Monday, September 18, 2017

Trading average for adventure: How one couple ditched it all to live aboard in Puget Sound

I always felt slightly out of place sitting at a desk from 8 a.m. until 4:30 p.m. every day, returning home to a beige house in the suburbs, crammed into a tree-lined street elbow to elbow with all the other houses, all looking just about the same. I had a hard time finding a place I loved to eat, to shop, to spend my time and my hard-earned money because, for me, nothing in the town where we lived had any sense of originality, no character, nothing whatsoever to develop a connection with. That’s what I craved: connection. To my community, to the people with whom I shared this collective space.

I’ve found that nothing worthwhile ever comes as a result of a carefully laid plan. God (or the universe or whatever you believe in) laughs at plans. Plans are simply our way of attempting to gain control over our lives. So it came as no surprise to me that the end to this way of life came hurdling at me like a fastball to a newbie batter. To put it simply: I lost my job. My husband, Jim, had lost his almost a year earlier, and the time had come to make some big decisions. Fast.

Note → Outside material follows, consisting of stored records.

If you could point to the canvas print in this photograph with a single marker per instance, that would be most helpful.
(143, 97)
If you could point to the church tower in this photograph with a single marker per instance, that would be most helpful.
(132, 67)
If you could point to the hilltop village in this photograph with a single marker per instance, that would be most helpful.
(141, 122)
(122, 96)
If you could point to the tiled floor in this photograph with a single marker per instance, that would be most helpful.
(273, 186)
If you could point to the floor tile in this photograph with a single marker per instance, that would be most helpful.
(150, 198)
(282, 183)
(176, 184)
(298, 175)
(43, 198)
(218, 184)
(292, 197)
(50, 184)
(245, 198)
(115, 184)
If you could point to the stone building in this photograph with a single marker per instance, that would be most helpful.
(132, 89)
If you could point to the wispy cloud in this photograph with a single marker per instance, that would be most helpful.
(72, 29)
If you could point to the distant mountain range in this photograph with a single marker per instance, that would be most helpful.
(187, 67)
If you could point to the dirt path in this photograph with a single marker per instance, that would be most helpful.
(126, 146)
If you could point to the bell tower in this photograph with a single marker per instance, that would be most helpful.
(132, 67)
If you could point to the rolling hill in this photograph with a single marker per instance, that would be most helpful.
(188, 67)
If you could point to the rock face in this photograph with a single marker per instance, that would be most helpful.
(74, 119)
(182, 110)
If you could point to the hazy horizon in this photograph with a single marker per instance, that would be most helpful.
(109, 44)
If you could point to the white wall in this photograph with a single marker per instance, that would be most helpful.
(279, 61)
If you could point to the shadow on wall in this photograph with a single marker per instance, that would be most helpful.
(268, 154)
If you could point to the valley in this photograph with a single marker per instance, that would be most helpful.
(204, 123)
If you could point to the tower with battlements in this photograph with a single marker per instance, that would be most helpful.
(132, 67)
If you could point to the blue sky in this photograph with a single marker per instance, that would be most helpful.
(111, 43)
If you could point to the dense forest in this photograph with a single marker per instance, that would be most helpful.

Should we get new jobs we didn’t love simply to keep the house? Did we even need the house? Were we willing to continue putting our dreams of being full time wedding photographers on hold simply to maintain possession of the structure that housed our things? And if not, what else were we going to do?

A visit to friends in Seattle, less than a week later, provided all the answers we needed. We loved the area, the thought of being closer to our friends sounded like so much fun, and over lunch on the last day of our visit, Jim threw out a wild idea he only half meant at the time: “Maybe we should buy a boat and move up here and live in a marina.”

The idea was crazy, wasn’t it? Who just up and sells everything they own to move onto a boat in a new state? Well, apparently, we do. We had fifteen hours’ worth of driving  home to find a reason we shouldn’t make this crazy plan a reality. We never found one.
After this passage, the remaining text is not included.